Diarrhoea

Normal stool frequency ranges from three times per week to three times per day. Diarrhoea may be defined as an excess of stool being passed, usually accompanied by an increased frequency and liquidity of the stool.

Diarrhoea may be accompanied by abdominal and rectal pain, urgency to go, and incontinence. If the diarrhoea is caused by food poisoning, there may be concomitant vomiting.

The diarrhoeal stool is more liquid than usual, may contain more fats when caused by malabsorption (steatorrhoea) and may contain pus or blood in cases of bowel inflammation.

Diarrhoea is usually acute or of short duration, although it can be chronic or long lasting.

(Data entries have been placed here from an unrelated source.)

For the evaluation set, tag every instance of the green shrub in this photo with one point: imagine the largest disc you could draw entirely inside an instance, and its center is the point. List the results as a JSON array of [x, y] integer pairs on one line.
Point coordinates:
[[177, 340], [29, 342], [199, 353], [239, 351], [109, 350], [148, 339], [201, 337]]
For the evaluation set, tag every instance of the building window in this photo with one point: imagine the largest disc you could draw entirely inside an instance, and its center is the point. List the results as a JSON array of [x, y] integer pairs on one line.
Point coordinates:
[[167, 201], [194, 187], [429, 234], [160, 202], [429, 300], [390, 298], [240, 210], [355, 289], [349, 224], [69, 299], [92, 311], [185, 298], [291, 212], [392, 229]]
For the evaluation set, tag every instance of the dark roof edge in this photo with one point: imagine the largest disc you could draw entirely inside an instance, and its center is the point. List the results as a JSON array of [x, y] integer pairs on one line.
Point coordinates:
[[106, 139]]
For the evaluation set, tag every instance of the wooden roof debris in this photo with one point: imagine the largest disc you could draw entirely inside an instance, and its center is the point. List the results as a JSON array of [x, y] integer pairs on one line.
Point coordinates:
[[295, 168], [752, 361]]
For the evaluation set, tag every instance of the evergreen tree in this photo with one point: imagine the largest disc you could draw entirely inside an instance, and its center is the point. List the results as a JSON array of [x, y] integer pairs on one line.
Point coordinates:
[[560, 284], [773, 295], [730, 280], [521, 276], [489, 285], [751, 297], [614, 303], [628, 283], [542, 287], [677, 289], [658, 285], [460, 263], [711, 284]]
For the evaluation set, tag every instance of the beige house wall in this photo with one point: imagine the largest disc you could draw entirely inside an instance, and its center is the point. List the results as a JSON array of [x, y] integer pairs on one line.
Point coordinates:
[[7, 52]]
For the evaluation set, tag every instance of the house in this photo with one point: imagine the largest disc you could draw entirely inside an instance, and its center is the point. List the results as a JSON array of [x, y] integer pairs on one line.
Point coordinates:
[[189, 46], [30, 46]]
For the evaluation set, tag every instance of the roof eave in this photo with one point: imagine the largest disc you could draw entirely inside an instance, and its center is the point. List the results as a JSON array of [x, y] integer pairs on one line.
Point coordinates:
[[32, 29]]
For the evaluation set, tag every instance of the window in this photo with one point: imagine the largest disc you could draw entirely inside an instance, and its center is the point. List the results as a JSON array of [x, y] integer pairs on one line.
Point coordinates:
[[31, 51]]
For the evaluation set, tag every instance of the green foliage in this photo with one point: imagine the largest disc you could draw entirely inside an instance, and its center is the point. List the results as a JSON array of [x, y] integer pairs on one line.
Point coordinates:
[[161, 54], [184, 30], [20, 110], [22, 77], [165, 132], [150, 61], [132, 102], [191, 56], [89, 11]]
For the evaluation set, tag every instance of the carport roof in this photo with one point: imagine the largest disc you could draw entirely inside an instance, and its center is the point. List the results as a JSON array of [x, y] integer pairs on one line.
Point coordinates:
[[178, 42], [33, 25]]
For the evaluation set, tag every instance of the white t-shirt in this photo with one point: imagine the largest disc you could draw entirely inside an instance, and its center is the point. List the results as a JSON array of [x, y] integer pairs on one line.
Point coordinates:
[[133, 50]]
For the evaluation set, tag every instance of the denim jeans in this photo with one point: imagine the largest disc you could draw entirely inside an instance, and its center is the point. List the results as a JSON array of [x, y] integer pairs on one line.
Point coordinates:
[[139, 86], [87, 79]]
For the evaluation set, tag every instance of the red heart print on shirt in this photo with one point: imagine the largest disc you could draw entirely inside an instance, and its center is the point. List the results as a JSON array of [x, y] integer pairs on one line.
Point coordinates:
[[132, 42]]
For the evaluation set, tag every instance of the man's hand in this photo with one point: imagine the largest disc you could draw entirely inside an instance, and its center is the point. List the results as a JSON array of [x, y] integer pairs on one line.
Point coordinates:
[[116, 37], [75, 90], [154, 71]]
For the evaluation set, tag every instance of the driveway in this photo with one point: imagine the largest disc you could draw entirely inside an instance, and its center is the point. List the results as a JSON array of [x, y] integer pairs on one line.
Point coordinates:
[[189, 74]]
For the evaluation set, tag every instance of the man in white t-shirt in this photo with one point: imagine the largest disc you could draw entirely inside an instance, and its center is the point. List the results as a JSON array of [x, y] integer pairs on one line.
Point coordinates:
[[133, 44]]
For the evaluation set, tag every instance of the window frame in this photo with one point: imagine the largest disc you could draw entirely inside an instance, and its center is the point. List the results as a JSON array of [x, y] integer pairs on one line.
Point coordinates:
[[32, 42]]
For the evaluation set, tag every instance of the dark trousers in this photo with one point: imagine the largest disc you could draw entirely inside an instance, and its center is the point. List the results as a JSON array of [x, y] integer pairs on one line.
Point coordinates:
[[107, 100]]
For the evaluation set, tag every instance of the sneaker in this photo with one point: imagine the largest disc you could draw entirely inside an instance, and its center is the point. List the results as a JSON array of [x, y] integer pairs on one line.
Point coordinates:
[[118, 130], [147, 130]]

Acute onset of diarrhoea is usually due to infection, and one would look at ingestion of suspicious foods; foreign travel; or contact with a person with similar symptoms.

Diet:

It is worth considering the link between input and output – has the diet changed recently?
· Has there been increased intake of dairy produce?
· High fibre cereals?
· Stimulants such as coffee?
· Increase in alcohol consumption?

Medications:

Diarrhoea commonly occurs with certain drugs:
· Metformin
· Colchicine
· Digoxin
· Purgatives
Broad spectrum antibiotics such as the cephalosporins, penicillins and macrolides like erythromycin commonly cause diarrhoea as a result of alteration of the gut flora.